We do some phone appointments which are generally popular with patients as it saves them coming in. Yes, some people get sent to A&E (very few, I maybe send 1-2 people a week from phone and face-to-face appointments) as there are some things that need checking out/testing for/treating that we can't do. You probably just don't get this (as many patients don't) or understand the underlying thing we are concerned about.
I am thinking of leaving primary care (and medicine) this coming year. Some of the frustrating and completely demoralising things are:
1) Being shouted at and threatened by patients for not doing what they want, eg. demanding antibiotics for viral illnesses, being angry when not given an appointment because they've had cold symptoms for 24 hours, or not having an immediate fix for their long term problem.

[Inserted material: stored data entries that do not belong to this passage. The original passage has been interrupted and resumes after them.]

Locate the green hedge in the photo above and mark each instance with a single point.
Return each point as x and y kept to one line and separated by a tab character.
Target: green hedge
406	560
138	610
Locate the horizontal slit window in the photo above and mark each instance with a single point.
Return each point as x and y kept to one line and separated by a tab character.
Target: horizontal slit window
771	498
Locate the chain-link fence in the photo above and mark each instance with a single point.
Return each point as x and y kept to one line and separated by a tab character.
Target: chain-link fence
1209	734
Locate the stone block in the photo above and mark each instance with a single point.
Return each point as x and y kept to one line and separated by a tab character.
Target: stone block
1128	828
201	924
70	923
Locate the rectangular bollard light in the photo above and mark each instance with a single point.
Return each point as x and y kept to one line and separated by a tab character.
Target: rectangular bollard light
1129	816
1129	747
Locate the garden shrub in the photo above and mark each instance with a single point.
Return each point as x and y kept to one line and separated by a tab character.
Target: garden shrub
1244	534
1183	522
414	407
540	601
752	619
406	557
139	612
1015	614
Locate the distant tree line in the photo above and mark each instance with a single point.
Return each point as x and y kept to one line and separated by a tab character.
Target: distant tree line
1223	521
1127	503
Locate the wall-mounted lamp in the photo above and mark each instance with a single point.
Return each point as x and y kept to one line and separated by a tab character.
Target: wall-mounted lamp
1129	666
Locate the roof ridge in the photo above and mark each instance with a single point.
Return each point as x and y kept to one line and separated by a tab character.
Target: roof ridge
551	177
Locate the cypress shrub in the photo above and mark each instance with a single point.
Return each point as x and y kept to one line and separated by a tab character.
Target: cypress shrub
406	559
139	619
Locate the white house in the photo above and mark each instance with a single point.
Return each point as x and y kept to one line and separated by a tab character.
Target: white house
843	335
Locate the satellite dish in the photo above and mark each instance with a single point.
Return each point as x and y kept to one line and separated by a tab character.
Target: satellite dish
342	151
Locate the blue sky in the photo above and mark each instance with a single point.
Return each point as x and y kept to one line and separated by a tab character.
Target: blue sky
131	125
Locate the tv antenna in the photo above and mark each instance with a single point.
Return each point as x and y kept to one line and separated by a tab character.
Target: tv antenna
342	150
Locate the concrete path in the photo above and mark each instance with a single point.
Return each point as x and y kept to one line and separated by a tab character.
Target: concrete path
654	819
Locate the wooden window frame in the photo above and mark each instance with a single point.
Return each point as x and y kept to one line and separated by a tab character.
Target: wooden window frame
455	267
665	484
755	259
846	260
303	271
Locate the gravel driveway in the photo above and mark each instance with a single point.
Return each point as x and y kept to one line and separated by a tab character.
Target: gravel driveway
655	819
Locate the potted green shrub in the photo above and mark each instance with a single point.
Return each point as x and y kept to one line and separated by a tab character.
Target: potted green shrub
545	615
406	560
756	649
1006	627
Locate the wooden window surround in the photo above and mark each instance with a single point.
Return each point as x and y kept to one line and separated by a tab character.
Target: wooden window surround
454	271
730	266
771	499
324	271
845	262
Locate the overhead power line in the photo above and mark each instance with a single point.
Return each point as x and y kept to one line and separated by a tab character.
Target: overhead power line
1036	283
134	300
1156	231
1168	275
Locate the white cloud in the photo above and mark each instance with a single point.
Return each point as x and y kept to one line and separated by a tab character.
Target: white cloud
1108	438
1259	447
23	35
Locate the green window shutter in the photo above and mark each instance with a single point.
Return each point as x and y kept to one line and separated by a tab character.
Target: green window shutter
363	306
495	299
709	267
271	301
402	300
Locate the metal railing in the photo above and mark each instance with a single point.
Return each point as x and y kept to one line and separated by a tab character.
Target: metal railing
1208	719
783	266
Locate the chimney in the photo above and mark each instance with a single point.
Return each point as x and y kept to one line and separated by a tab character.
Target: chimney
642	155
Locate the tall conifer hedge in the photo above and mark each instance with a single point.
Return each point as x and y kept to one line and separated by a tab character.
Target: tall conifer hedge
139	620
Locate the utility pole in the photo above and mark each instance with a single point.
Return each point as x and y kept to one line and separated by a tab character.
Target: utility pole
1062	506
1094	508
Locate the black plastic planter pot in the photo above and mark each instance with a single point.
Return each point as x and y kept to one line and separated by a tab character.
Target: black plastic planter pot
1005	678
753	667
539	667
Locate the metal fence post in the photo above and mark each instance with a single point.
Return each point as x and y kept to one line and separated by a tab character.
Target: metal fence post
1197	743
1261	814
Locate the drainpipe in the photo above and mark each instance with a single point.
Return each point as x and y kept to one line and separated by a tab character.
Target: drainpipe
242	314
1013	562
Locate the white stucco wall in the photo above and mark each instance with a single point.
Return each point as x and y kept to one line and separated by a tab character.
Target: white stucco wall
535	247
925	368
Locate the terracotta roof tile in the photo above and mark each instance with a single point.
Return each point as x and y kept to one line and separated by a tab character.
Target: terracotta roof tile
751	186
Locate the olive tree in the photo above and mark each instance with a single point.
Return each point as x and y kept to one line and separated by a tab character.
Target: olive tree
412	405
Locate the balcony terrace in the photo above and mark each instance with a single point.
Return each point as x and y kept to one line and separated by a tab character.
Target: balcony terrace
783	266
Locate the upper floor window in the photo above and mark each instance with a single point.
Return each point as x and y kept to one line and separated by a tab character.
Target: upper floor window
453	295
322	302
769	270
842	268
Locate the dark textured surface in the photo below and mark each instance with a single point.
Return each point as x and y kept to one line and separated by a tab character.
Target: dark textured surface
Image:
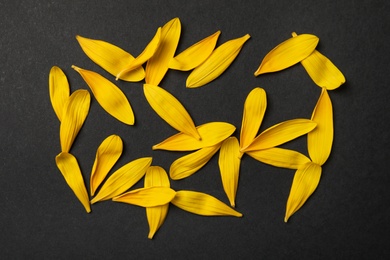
347	216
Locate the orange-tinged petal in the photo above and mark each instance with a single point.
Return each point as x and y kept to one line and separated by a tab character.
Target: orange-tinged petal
108	95
70	169
170	110
305	182
319	141
107	154
196	54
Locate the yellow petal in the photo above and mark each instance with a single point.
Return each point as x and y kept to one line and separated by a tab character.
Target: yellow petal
70	169
58	89
217	63
279	157
157	66
111	58
229	166
288	53
305	182
123	179
147	197
319	141
211	134
109	96
75	112
202	204
281	133
196	54
191	163
170	109
107	154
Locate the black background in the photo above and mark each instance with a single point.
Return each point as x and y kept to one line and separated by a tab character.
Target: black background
346	217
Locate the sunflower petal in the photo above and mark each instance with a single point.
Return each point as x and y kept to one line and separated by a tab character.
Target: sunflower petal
123	179
111	58
70	169
157	66
229	166
305	182
202	204
319	141
216	63
75	112
109	96
58	89
191	163
170	109
107	154
211	133
196	54
288	53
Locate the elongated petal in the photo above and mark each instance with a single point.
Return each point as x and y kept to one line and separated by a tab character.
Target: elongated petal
109	96
123	179
70	169
191	163
319	141
107	154
58	89
288	53
229	166
305	182
196	54
170	110
280	157
157	66
217	63
111	58
211	134
254	110
75	112
281	133
202	204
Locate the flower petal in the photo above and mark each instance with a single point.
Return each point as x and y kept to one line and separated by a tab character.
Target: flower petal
229	166
157	66
109	96
319	141
123	179
170	109
288	53
202	204
211	133
305	182
75	112
196	54
70	169
111	58
217	63
107	154
58	89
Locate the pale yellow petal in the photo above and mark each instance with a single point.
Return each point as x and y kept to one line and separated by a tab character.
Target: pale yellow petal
219	60
70	169
229	166
170	110
305	182
58	89
319	141
157	66
196	54
111	58
202	204
123	179
107	154
108	95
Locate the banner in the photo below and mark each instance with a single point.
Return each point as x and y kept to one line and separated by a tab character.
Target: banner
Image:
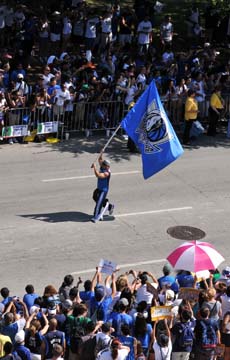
149	127
107	267
189	294
47	127
14	131
160	312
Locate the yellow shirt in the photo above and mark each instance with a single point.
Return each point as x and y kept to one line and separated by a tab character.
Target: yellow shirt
191	109
215	101
3	340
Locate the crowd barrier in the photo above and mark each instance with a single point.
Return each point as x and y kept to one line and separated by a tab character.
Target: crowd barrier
87	117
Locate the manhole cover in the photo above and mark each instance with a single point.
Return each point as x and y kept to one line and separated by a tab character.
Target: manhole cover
186	233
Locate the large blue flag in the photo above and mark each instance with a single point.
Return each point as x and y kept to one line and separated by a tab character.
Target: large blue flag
149	127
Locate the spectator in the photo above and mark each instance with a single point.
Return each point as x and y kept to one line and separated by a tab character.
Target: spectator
191	111
142	292
116	350
30	296
207	335
225	334
53	336
166	31
143	332
183	334
128	340
163	346
65	287
20	347
144	32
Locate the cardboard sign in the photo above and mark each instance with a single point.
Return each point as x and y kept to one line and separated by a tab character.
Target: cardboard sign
47	127
189	294
14	131
107	267
160	312
150	288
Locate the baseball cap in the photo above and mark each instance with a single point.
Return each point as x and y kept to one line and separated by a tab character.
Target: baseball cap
169	295
106	162
226	272
167	268
20	336
67	304
124	301
52	308
106	327
34	308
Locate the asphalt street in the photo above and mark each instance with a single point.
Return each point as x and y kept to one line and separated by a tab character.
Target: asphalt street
46	207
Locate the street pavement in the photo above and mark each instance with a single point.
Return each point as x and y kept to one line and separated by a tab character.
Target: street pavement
46	207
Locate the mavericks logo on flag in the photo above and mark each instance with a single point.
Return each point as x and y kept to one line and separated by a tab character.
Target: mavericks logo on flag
149	127
153	129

2) Currently we have a 20% 'did not attend' rate for appointments. It's crept up from 5-10% as standard the last 6 months. And people wonder why there are no appointments left.

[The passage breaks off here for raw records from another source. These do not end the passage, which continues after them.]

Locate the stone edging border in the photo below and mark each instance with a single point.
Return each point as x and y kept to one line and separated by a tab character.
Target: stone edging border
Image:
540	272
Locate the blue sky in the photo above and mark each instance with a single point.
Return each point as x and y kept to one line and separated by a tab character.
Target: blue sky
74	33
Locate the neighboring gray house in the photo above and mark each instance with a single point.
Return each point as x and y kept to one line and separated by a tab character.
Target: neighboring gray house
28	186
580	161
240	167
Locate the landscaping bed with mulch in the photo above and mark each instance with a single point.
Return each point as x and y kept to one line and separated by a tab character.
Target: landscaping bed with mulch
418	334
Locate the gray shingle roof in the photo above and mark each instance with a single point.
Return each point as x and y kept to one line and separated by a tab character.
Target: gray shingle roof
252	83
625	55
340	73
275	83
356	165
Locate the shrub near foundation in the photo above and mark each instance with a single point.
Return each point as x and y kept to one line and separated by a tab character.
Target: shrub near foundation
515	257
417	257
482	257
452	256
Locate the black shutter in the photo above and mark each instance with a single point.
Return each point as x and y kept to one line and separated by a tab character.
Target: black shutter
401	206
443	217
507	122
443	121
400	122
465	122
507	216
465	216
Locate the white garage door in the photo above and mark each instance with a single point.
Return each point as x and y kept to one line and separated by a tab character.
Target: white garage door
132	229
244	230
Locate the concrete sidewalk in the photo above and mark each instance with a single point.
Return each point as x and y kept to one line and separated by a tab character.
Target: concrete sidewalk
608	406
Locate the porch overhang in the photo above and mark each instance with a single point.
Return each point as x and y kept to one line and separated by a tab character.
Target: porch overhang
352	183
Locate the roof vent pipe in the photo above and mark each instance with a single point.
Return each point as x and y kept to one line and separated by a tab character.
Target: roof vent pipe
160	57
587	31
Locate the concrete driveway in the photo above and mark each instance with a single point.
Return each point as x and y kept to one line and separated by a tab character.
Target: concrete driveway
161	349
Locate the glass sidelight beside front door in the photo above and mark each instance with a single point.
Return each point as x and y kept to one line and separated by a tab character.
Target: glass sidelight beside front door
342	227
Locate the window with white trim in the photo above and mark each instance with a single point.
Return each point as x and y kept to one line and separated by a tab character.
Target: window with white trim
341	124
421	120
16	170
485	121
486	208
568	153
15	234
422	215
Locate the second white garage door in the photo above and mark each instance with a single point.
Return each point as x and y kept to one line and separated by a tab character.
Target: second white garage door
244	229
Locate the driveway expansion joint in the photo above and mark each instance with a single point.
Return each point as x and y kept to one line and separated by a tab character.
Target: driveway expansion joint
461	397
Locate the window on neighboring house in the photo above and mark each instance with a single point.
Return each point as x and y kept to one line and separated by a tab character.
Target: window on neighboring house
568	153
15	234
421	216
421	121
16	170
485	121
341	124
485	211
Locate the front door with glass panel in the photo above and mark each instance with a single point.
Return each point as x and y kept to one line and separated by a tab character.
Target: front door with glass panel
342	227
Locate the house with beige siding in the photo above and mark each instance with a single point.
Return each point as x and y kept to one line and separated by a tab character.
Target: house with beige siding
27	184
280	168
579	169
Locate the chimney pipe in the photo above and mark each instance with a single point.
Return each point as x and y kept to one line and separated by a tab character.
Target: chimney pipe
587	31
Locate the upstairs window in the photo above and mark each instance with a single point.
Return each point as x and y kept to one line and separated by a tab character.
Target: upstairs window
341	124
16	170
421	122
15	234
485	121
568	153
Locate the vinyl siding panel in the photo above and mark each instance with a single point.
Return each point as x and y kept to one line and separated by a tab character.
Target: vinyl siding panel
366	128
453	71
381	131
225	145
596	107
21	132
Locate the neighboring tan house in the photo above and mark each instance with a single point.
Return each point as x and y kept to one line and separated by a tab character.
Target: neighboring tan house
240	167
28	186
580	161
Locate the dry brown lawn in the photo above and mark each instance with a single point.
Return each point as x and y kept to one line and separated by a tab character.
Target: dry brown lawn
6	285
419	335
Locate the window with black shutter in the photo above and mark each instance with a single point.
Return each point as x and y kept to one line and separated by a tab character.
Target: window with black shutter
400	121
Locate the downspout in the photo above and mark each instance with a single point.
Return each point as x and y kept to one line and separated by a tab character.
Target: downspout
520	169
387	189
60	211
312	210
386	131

3) People coming in demanding specialist referrals and then sometimes not even attending them when they get the appointment through. This is especially bad for dermatology/physio/MSK issues. They often then come back in asking for a re-referral a few months down the line.
4) People being given advice for what to do, then at their follow-up appointment admitting they've done none of what they were advised to do and being annoyed they haven't got better.
5) We have had loads of social programs; community walking groups, weight loss, exercise classes, education stuff. Pretty much zero engagement or involvement from people.
6) Patients repeatedly using services inappropriately. I sometimes see someone early in the week, send them home with a diagnosis and treatment/advice, then they come back in again later in the week, and in the intervening time they've gone to A&E. Often for a cold or sore knee or similar. I understand people do this for complex reasons, but there needs to be some responsibility on people for understanding and caring for their own health as well.
7) We have a constant issue where patients are trying to 'medicalize' their issues and wanting tablets to fix a problem that actually needs them to change some aspect/s of their lifestyle. It's the complete opposite of what people I talk to outside the NHS often complain about. We really do look holistically at things that need that (not everything does tbh), but ime patients are often very resistant to that and want easy answers. A friend has started saying that patients want 'Amazon Prime' levels of delivery to fix long term often complicated issues.
Yes, the system if fucked, I agree and it's not being taken seriously (and probably can't be under the current structural set-up). There's loads that could be done to fix it, even within the realms of tinkering about rather than having a wholesale re-structuring of society, which is what needs to happen to fix the health problems we have as much are related to work (or lack of it), poverty (including things like weight/obseity), patriarchy, poor housing, lack of health education and mental health & functional illness issues that we're not going to fix by looking at the NHS/health system in isolation from the rest of society.
But moaning that GPs just 'sit about' and give phone appointments and sending people to A&E unnecessarily is so fucking clueless it's a fucking joke. The NHS seems to be the only workplace where it's OK for people on the left to blame the workers for the state of things.